Queen remains dominated by Freddie Mercury’s outsized personality, with only Brian May’s red guitar to give him the smallest of challenges in the band’s iconography. There is, it seems, barely any room for Roger Taylor — who, while still providing Queen’s steady pulse, also made a number of important other contributions along the way.
Best, an 18-song compilation of solo high points that’s finally arriving in the U.S., makes the case in its own subtle way — beginning with “I Wanna Testify,” Taylor’s 1977 solo debut. A triumph of conception, it includes a layered vocal backing on par with anything Queen did in their Roy Thomas Baker-produced hey day, and a series of eruptive electric asides.
Only Taylor’s gruff approach with the lyric gives anything away. Otherwise, this could just as easily have been an here-to-fore undiscovered track from News of the World.
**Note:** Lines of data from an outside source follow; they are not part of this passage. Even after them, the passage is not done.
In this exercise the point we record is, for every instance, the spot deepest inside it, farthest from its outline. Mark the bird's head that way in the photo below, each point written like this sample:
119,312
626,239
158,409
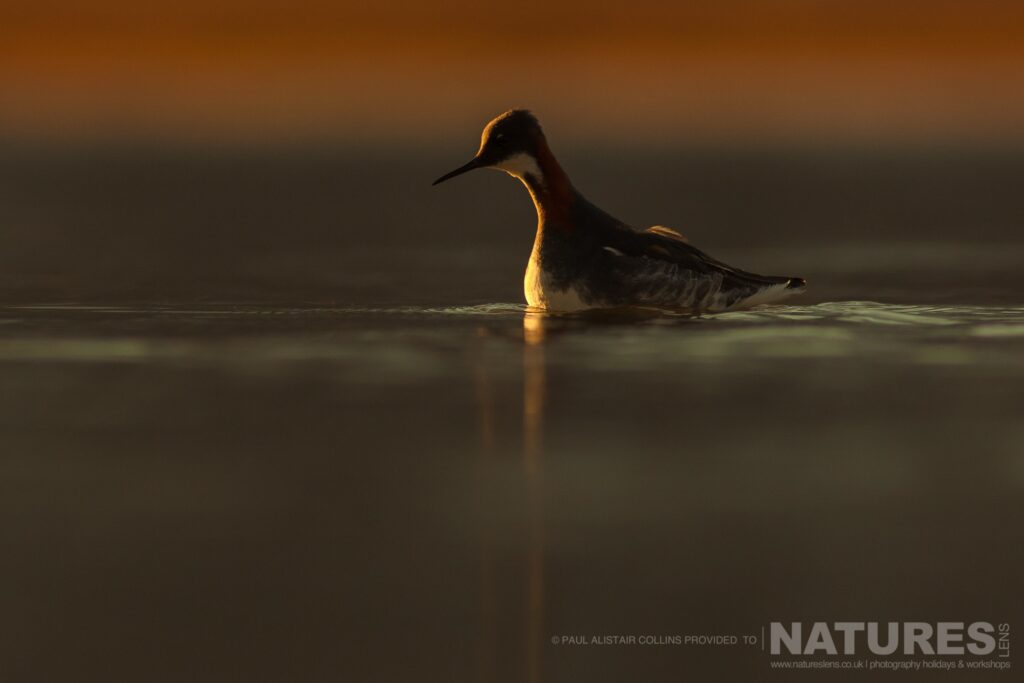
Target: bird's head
511,142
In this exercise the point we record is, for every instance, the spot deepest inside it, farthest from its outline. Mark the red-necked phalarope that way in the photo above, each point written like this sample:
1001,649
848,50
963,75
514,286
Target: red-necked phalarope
584,258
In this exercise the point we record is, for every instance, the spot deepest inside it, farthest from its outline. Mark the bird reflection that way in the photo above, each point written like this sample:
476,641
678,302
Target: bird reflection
534,396
535,332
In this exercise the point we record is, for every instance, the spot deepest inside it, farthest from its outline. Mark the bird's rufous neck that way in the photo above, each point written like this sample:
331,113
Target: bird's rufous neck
552,194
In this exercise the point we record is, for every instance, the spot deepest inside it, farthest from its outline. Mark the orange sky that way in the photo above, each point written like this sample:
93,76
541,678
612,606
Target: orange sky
656,70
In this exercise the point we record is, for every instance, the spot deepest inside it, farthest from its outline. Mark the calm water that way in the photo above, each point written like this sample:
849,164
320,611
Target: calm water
361,466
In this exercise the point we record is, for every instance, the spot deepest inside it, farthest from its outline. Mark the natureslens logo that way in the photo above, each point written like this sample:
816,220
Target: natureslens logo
893,638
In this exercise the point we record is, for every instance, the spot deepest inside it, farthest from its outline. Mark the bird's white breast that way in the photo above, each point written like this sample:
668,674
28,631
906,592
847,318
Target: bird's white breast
542,294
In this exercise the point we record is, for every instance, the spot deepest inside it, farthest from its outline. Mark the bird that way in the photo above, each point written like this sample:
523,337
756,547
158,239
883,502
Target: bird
584,258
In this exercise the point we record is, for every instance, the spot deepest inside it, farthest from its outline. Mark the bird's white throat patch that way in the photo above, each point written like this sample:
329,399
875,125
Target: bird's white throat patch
520,166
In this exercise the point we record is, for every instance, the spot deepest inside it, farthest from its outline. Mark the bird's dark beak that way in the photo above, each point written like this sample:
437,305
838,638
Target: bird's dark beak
474,163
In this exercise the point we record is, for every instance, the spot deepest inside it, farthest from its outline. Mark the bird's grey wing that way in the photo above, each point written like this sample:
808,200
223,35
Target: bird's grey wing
657,266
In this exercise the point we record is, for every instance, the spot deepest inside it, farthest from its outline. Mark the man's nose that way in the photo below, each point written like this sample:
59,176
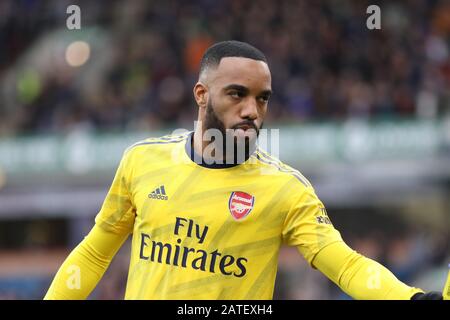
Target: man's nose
250,109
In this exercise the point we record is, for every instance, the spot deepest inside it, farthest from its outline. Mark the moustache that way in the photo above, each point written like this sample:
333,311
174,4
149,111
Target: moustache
246,125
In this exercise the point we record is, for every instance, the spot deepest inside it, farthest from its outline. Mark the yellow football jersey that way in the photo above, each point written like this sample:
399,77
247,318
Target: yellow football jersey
209,231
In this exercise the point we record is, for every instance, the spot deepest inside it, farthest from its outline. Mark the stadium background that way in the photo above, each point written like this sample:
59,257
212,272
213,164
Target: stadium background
364,114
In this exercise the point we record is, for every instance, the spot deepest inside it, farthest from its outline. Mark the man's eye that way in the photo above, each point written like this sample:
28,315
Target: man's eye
264,98
236,94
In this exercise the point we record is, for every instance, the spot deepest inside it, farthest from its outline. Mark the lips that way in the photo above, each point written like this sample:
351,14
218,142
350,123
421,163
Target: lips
246,127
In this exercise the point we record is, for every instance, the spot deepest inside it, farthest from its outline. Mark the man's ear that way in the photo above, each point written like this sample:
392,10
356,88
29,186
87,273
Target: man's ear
201,94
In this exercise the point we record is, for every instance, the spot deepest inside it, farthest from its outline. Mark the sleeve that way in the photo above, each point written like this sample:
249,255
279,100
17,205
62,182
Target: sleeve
85,266
307,225
360,277
118,212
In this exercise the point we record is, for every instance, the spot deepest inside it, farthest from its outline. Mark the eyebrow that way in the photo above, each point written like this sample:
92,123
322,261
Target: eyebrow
244,89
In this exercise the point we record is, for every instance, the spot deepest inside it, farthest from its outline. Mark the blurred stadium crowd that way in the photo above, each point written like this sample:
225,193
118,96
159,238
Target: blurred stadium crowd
326,65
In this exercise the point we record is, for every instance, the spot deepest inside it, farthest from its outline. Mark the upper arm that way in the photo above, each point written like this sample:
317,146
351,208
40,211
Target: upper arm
307,225
118,212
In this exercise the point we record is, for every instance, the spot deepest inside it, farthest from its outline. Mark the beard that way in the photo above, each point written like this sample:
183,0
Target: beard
236,148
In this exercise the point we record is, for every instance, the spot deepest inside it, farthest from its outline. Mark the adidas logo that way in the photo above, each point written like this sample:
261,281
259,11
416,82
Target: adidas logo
159,194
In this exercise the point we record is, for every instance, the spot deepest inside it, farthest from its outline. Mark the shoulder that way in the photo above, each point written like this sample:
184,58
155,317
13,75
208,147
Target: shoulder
281,168
155,142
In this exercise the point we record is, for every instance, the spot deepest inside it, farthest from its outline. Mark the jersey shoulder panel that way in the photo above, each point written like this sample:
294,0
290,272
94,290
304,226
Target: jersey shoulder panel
155,141
265,158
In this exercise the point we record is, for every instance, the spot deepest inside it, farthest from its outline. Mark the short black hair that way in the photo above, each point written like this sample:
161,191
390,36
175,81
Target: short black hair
230,48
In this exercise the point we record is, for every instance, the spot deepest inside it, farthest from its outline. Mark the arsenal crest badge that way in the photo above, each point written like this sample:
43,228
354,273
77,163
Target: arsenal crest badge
240,204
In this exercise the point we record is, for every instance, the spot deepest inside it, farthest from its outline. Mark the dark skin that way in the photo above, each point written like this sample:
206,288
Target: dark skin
237,91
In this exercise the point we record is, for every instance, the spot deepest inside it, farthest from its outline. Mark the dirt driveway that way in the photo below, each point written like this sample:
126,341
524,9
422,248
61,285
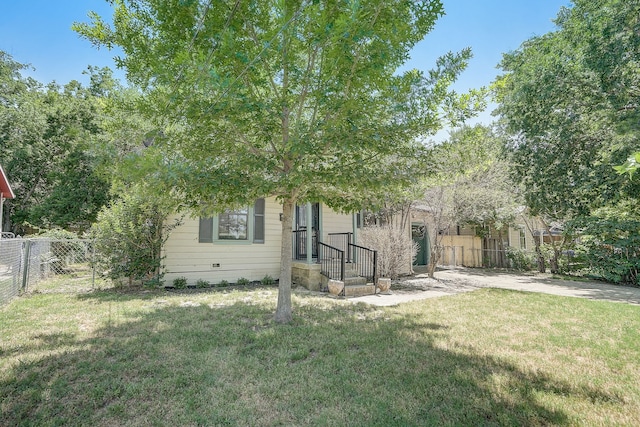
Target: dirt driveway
456,280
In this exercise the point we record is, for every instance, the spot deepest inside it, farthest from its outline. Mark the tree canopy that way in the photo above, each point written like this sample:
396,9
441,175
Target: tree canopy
47,134
290,98
570,100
And so it goes through Best, with moments both large and small that reflect and then amplify Queen success stories like “A Kind of Magic” and “Radio Ga Ga,” a pair of charttopping hits composed by Taylor. He also co-wrote “One Vision” “Under Pressure.”
The collection, due in America on October 28, 2014 via Omnivore, advances a huge box set that collects everything Roger Taylor has done outside of Queen. The Lot stretches to 12 CDs and a DVD, packaged with a hardbound 64-page book — and covers everything from “I Wanna Testify” through his 2013 release Fun on Earth, including the later-released bonus material — and his trio of albums with Cross.